# USB Disk corrupted and TestDisk problems

## jlpoole

I have a Seagate 1.5 TB attached to my SheevaPlug through USB.  I have /var and /usr mapped to the drive, the rest of the operating system is on the USB stick memory.  This set up been working like a champ for about six months.  Last night I found problems and I'm stuck.

Please help.

After witnessing the system being nonresponsive, I booted up my SheevaPlug using  TFTP and a busy box, then tried to mount the problem drive.  I couldn't mount it.  I have another twin drive which mounted fine.

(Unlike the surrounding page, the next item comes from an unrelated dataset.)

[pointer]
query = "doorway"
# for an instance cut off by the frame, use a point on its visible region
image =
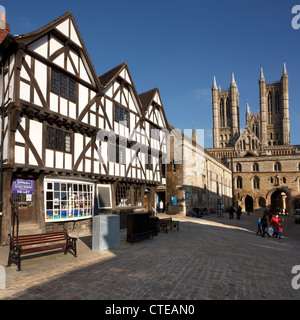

I moved the problem drive over to another Gentoo box and ran TestDisk.  The first time, Test Disk gave me this:

```
TestDisk 6.8, Data Recovery Utility, August 2007

Christophe GRENIER <grenier@cgsecurity.org>

http://www.cgsecurity.org

Disk /dev/sdb - 1500 GB / 1397 GiB - CHS 182401 255 63

     Partition               Start        End    Size in sectors

<empty lines snipped>

Structure: Ok.

Keys A: add partition, L: load backup, Enter: to continue
```

I then continued (didn't try a deep read) and returned to the main menu -- I did not want to do anything that would cause a write to the disk. 

I then tried to learn more at TestDisk at their site to see if the condition I had, namely no partition showing with a "Structure: Ok." status, was documented on what to do next.  Finding nothing matching my scenario, I then attempted another "Analyse" and it proceeded along, occasionally taking a second or two on a particular block (the Seagate drive is one of the Green drives that powers down when not in use, it seemed to be in an in-between mode: the light would slowly brighten and then fade).  On the second attempt, TestDisk stopped at the 49% mark; I tried control-C and is did nothing until finally the main TestDrive menu reappeared in the console.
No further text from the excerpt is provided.